The big boys ride out the wave, but many smaller and more speculative “Web 2.0” companies go bust. Those that sold out to the big boys (Reddit, Last.fm, …) watch as upper management kills their good ideas through the death of a thousand cuts.
The geeks pick up the pieces and develop new, cool sites. Five years from now those sites are starting to attract venture capital as the cycle continues.
I’m actually pretty confidant about most of these. I’d put at least a $20 on each of ‘em :)
Comments:
No one should take that bet...you're right on.
I'd take that bet on the iPhone. The mobile phone model of connectivity is a highly proprietary and rather depressing future for the internet and web.
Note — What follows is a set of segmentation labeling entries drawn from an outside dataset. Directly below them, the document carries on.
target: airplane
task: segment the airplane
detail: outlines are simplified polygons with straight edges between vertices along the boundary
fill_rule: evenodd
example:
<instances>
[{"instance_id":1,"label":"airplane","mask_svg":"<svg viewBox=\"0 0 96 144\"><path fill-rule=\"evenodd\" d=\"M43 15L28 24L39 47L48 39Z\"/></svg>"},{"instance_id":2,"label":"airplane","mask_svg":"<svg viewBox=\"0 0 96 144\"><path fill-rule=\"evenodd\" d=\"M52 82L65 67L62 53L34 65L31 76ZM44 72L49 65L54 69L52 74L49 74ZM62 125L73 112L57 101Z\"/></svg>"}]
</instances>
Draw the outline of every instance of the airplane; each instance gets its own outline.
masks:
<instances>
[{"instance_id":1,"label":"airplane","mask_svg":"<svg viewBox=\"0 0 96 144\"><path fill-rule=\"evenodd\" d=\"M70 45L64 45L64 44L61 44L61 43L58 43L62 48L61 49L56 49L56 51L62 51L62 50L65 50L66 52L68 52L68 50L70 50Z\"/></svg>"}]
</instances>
Which doesn't mean it won't win, but I believe in good judgment of individual people too, and I think that mobile devices will break free of the existing market structure -- and until they do either mobile devices won't "change everything" (i.e., they won't become a majority of the visits to most websites), or the devices themselves will be based on a non-proprietary infrastructure (maybe made possible by WiMax). I don't think the iPhone or anything else on the market at the moment will be that technology that brings about that change.
Of course I don't like mobile phones at all, least of all as an internet device, so obviously I'm old and crusty and I might just be the equivalent of those even older and crustier guys who say that the web was a big step back compared to desktop applications, and you can tell that they want to say "and that's why it'll never catch on" but of course they can't actually say that because it's absurd. I don't *want* to be one of those guys. But I still hate mobile phones.
I couldn't agree more with your last point. Dot-com Bubble 2.0 is approaching *fast*.
I'd take that bet on "Off-line web application toolkits", I don't think that this is a promising thing for next ten years, besides, IMHO we won't remember what "off-line" means after ten years. "Very fast Internet access from everywhere with any kind of device" concept will arise and this is gonna change our understandings about web and software development in time.
Also I think we should be ready to see divided/abstracted networks in ten years. Like "Internet" + "SomethingNet -so called- secure and legal; brought to you by TCPA or any other big A".
My 2 cents..
I agree with everything but the "offline" app toolkits. I can see their usefulness and cool factor, but like A. Murat Eren said above, very quickly we won't ever be "offline". Except for maybe in places like planes, rain forests, middle of the ocean, and other places where it just doesn't make much financial sense to build out some sort of Internet access.
I'm not saying that the offline app toolkits aren't a game changer, they are in the short term and probably mostly with applications geared to people who aren't in any particular physical location for long. I'm thinking things like water/electric meter readers, service technicians, forest rangers, etc.
But over the long term, I just don't think we'll be offline much at all. And honestly, we'll probably treasure those few places where we are unplugged.
WHAT?! The Web 2.0 trend isn't a lasting.... aw forget it, it's too sad and short sighted to be sarcastic. I seriously can't believe people think Web 2.0 is an actual definition of something real and is really going anywhere... Ajax is nice and all but it doesn't make a business model. Community interaction doesn't spawn community funding.